Paul de Leusse : « Savoir ce que l’on veut faire et ne pas faire »

Depuis septembre 2022, Paul de Leusse dirige Sienna Investment Managers. Une nouvelle corde à son arc dans l’univers des services financiers où il évolue depuis près de 30 ans. Ce nouveau virage, loin d’être une rupture, s’avère un retour à une organisation proche de celle vécue pendant ses expériences de conseil.

Baptiste Julien Blandet
07 Mar. 2024 à 05:00
Paul de Leusse : « Savoir ce que l’on veut faire et ne pas faire »
Paul de Leusse (D.R.)

En juillet 2021, nous avions quitté Paul de Leusse, DG d'Orange Bank et DGA d’Orange. Aujourd’hui, nous le retrouvons CEO de Sienna Investment Managers. « C’est probablement un héritage du conseil : j’aime bien multiplier les expériences, concède celui-ci. J’ai travaillé dans la banque d’affaires pendant 5 ans chez Crédit Agricole Corporate Investment Bank, dans la gestion de fortune pendant 3 ans chez Indosuez, dans la banque de détail digitale pendant un peu plus de 4 ans chez Orange Bank… J’avais l’envie d’autre chose. Je me suis dit : je n’ai pas encore exercé dans la gestion d’actifs.» Cette nouvelle fonction s’apparente donc comme une expérience de plus dans les services financiers, et non pas un arrêt.

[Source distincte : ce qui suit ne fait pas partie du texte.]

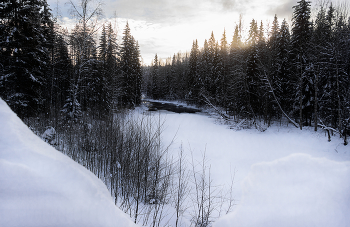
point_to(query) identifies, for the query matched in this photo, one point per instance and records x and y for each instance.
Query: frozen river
(282, 172)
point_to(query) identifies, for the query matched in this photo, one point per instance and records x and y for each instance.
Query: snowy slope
(39, 186)
(282, 177)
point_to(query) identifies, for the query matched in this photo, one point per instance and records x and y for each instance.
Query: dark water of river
(155, 106)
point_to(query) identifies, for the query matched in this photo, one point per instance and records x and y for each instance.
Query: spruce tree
(300, 40)
(25, 42)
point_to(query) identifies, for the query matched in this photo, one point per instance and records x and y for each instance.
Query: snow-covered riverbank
(282, 177)
(39, 186)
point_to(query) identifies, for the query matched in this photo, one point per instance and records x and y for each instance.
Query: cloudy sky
(166, 27)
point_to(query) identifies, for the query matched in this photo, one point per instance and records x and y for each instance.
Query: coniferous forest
(298, 72)
(80, 85)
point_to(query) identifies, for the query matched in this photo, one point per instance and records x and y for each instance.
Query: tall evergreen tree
(300, 40)
(194, 81)
(26, 40)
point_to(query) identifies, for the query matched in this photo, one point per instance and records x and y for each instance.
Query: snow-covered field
(39, 186)
(282, 177)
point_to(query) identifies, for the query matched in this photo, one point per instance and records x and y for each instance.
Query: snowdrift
(39, 186)
(298, 190)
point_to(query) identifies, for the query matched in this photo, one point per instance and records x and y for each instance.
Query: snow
(298, 190)
(282, 177)
(40, 186)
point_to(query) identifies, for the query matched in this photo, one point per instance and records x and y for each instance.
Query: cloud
(283, 10)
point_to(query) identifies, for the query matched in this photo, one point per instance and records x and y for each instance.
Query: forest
(299, 72)
(82, 90)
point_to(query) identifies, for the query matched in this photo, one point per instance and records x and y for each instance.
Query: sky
(166, 27)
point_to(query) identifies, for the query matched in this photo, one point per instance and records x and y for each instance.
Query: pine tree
(155, 79)
(301, 34)
(283, 87)
(253, 73)
(194, 81)
(26, 39)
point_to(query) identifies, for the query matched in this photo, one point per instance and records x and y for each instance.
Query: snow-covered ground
(282, 177)
(40, 186)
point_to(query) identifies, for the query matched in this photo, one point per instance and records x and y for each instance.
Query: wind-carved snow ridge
(298, 190)
(40, 186)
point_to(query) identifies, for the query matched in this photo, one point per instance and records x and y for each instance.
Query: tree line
(300, 72)
(47, 69)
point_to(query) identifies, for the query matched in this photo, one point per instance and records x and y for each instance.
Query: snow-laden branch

Redonner du souffle à Orange Bank

La nuance est d’importance. Son départ d’Orange Bank en septembre 2022 repose sur une opportunité et un choix stratégique. L’opportunité est celle de rejoindre le groupe Groupe Bruxelles Lambert et d’accrocher une nouvelle corde à son arc, donc. Le choix stratégique est celui de Christel Heydemann, la nouvelle directrice générale d’Orange de se recentrer sur les métiers cœur de l’opérateur télécom. « Orange Bank avait moins sa place dans la stratégie d’Orange en Europe », analyse Paul de Leusse.

Pendant 4 ans et près de 4 mois à la tête de l’activité bancaire de l’ex-France Télécom, Paul de Leusse a mis en œuvre une feuille de route claire : «Mon enjeu était d’une part de relancer l’activité, 6 mois après un lancement compliqué, de redonner un souffle en termes de conquête, en termes humains, et en termes financiers. D’autre part, j’avais aussi comme enjeu de déployer Orange dans les services financiers en Afrique, qui ont représenté une part importante de mon temps», développe l’ancien élève de l’X.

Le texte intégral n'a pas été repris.